雙向奔赴的恐懼,更妙了。
“這裡哪輪得到你做主?”胡氏低吼著回應。
“就按老大家說的辦。”老頭子一錘定音。
胡氏不甘地應下。
無論如何,今晚一定要尋個機會弄死老太太。
“我近日閒來無事,看了些醫書,正好看到屍厥症這篇。”
“這種症狀除了無法動彈,其他與正常人無疑,隻要用人參吊著,便不會有生命危險。”
“二弟剛當上世子,若是再做點實事出來,便可入朝為官,可不能在這個時候丁憂,你們一定要照顧好老太太啊……”
老頭子垂眸微思:祖父母去世後,孫子輩需守孝一年。
容嶼白考中狀元,被授翰林院修撰,正是勢頭最緊的時候,若是丁憂一年,前途必定滑坡。
秦楠靜幽幽幾句,便斷了胡氏的路。
今日秦楠靜來此,老頭子已經將此舉視為容百川在向他服軟。
過不了幾日,容嶼白定會回歸,他的榮耀便會冠上安南侯之名。
老頭子叮囑胡氏好好照顧老太太,若是出了什麼事,拿她是問。
隨後笑臉吟吟的叫人把秦楠靜幾人送出府。
還反複叮囑,讓容嶼白回去一趟。
“他想的倒美。”坐上馬車,岩竹罵罵咧咧,
“二公子隻要踏進侯府的半個門檻,他定然會像狗皮膏藥一樣黏上來,想甩都甩不掉。”
“夫人,您可不能再犯糊塗啊,咱們好不容易才擺脫安南侯府,還沒給先老夫人報仇呢。”
岩竹和秦楠靜關係親厚,除了朝夕是神女一事,她幾乎全部知曉。
“怎麼會。”秦楠靜拍拍有些暴躁的岩竹,“這不過是給他們一點暴風雨之前的寧靜罷了。”
畢竟,先甜不算甜,後苦才叫苦。
等到大廈將傾的時候,才更能叫人哀哀欲絕。
回到府中,容百川已經等候在門口,問了安南侯府的情況。
容百川訝異道:“我發覺他們還真是福大命大。”
“老頭子前年便被家中鬨鬼一事折磨的形銷骨立。”
“去年挨板子兩次,被氣暈了四五次,到如今還活蹦亂跳呢?”
“老太婆傷了左腿斷右腿,現在撞到了腦子,也還有一口氣斷不掉……”
跟南方大蟑螂一樣,隻要還剩一口氣,就能無限複生。
容朝夕聞言突然抬起頭,眼睛眨啊眨的,
【嗯……!好像是我前年找鬼嚇他們的時候,給他們加了頑強值耶?】
【不然他們早死了。】
容百川:……
還是我閨女厲害。
“另外還有兩件事,明日顧臨的父母便要到京都了,你安排人去城外接一下。”容百川說道。
“明日的慶功宴,陛下讓我一定要帶上朝夕……”
頓了頓,容百川繼續說道:“他想封朝夕為公主。

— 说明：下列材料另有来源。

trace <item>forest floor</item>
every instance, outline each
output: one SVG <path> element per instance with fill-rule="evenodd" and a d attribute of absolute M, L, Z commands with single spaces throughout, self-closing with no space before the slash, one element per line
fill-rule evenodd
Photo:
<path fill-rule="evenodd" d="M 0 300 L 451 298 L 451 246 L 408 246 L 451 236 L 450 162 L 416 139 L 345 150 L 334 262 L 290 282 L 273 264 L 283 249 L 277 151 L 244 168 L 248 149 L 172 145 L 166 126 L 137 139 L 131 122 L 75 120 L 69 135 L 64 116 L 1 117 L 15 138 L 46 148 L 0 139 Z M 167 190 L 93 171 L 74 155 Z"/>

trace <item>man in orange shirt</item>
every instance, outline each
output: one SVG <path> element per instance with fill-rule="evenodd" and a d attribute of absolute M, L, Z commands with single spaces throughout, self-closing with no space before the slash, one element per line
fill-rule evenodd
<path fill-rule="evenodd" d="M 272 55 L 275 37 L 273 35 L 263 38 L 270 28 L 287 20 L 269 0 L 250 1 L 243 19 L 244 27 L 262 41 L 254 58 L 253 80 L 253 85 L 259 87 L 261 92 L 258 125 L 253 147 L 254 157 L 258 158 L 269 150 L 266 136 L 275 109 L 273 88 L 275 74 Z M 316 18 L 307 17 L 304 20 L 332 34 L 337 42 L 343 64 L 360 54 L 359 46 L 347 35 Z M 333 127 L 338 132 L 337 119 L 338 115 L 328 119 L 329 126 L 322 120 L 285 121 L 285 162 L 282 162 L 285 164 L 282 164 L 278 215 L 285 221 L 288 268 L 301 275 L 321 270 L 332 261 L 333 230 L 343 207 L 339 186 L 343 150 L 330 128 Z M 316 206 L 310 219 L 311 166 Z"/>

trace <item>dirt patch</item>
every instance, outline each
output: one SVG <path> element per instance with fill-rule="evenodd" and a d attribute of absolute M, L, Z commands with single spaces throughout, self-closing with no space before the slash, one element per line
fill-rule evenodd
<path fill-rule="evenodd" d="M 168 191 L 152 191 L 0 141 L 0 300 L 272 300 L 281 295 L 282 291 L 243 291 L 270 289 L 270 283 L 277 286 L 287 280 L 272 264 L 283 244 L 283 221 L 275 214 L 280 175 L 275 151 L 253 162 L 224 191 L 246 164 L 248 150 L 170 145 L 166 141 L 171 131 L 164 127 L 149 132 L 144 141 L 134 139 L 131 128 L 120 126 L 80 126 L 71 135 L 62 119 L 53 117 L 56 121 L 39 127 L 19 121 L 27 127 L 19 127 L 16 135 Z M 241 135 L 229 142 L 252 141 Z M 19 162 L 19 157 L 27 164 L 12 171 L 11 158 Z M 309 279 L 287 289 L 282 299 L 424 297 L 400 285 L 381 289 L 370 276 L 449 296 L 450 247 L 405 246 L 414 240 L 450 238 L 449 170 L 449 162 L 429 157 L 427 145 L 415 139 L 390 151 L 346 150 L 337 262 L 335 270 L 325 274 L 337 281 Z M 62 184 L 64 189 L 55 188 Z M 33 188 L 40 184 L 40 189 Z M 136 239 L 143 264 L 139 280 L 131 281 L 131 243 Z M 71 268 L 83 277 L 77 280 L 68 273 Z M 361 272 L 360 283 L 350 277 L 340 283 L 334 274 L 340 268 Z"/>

”
“公主?”秦楠靜有些無奈道:“陛下挑在狀元慶功宴上,不會又誇揚了阿白之後,給她妹妹提升地位吧?”
翌日一早,宮中便派來了車架。
皇後身邊的桂嬤嬤隨著厭翟車親自來接。
“陛下是不是弄得太隆重了?竟然派了公主車架來接?”
秦楠靜忙回去梧桐院,把小家夥薅起來洗漱,打扮了小半個時辰,硬是沒有睜開眼。
一路睡在翟車中進宮。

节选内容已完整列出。